PEKANBARU - Nilai tukar rupiah terhadap dolar Amerika Serikat (AS) terus melemah dan nyaris menembus level psikologis Rp 17.000 per dolar AS. Berdasarkan data Bloomberg hingga pukul 09.10 WIB, rupiah turun 269 poin atau 1,62% ke level Rp 16.921 per dolar AS di pasar spot exchange.
Pelemahan rupiah terjadi di tengah pergerakan beragam mata uang Asia. Mata uang yang ikut melemah antara lain dolar Singapura sebesar 0,09%, dolar Taiwan 0,78%, won Korea 0,47%, dan yuan China 0,45%.
Sementara itu, sebagian mata uang Asia justru menguat terhadap dolar AS, seperti yen Jepang yang menguat 0,35%, dolar Hong Kong naik tipis 0,04%, dan rupee India menguat 0,24%.
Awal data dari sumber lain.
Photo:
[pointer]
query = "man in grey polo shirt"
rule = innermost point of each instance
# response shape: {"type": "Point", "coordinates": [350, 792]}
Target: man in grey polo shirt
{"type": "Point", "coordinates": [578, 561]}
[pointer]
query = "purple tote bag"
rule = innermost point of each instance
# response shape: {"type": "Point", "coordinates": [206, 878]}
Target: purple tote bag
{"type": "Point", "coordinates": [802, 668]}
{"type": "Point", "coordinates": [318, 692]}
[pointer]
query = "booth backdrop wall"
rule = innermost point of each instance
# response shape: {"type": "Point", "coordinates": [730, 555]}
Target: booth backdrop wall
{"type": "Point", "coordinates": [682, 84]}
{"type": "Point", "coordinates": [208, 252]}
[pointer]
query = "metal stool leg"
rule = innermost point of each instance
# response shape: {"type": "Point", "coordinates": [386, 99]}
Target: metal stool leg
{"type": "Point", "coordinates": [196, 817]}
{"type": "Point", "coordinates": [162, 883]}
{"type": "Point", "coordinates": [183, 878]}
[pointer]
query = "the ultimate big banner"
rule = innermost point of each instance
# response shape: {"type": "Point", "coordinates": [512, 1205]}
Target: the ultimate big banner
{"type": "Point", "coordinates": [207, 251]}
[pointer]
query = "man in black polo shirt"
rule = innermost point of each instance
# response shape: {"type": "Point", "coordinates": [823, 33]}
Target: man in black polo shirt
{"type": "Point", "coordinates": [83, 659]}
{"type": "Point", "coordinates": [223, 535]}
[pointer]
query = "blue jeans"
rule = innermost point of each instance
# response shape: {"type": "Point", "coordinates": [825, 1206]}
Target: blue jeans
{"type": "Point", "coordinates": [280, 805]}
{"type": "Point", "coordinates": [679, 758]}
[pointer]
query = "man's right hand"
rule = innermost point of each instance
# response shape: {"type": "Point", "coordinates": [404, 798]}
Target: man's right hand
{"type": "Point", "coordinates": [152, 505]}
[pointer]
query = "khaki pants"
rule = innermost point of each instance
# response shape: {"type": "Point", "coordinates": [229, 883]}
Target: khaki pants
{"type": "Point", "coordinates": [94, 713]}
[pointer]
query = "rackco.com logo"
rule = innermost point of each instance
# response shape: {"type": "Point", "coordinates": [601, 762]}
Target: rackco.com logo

Pelemahan nilai tukar rupiah dipicu oleh ketidakpastian global, salah satunya akibat kebijakan tarif resiprokal yang diterapkan oleh pemerintah AS. Kebijakan ini memungkinkan AS menaikkan tarif impor terhadap negara-negara mitra dagang, termasuk Indonesia.
Ekonom Indef, Fadhil Hasan, menilai kebijakan tarif ini berpotensi menimbulkan tekanan tambahan terhadap rupiah.
“Beruntung saat ini kita masih dalam masa libur, jadi dampak langsung terhadap nilai tukar rupiah belum terlihat secara konkret,” ujarnya dalam diskusi publik bertajuk “Waspada Genderang Perang Dagang” di Jakarta.
Fadhil menjelaskan bahwa tarif resiprokal bisa menyebabkan harga barang impor di AS naik dan memicu inflasi. Jika inflasi melonjak, Bank Sentral AS (The Fed) kemungkinan akan menaikkan suku bunga atau menunda pemotongan suku bunga, yang membuat instrumen keuangan AS lebih menarik bagi investor.
Situasi ini bisa menyebabkan capital outflow dari negara berkembang, termasuk Indonesia, sehingga memperparah tekanan terhadap nilai tukar rupiah jika tidak diimbangi oleh strategi stabilisasi dari Bank Indonesia (BI).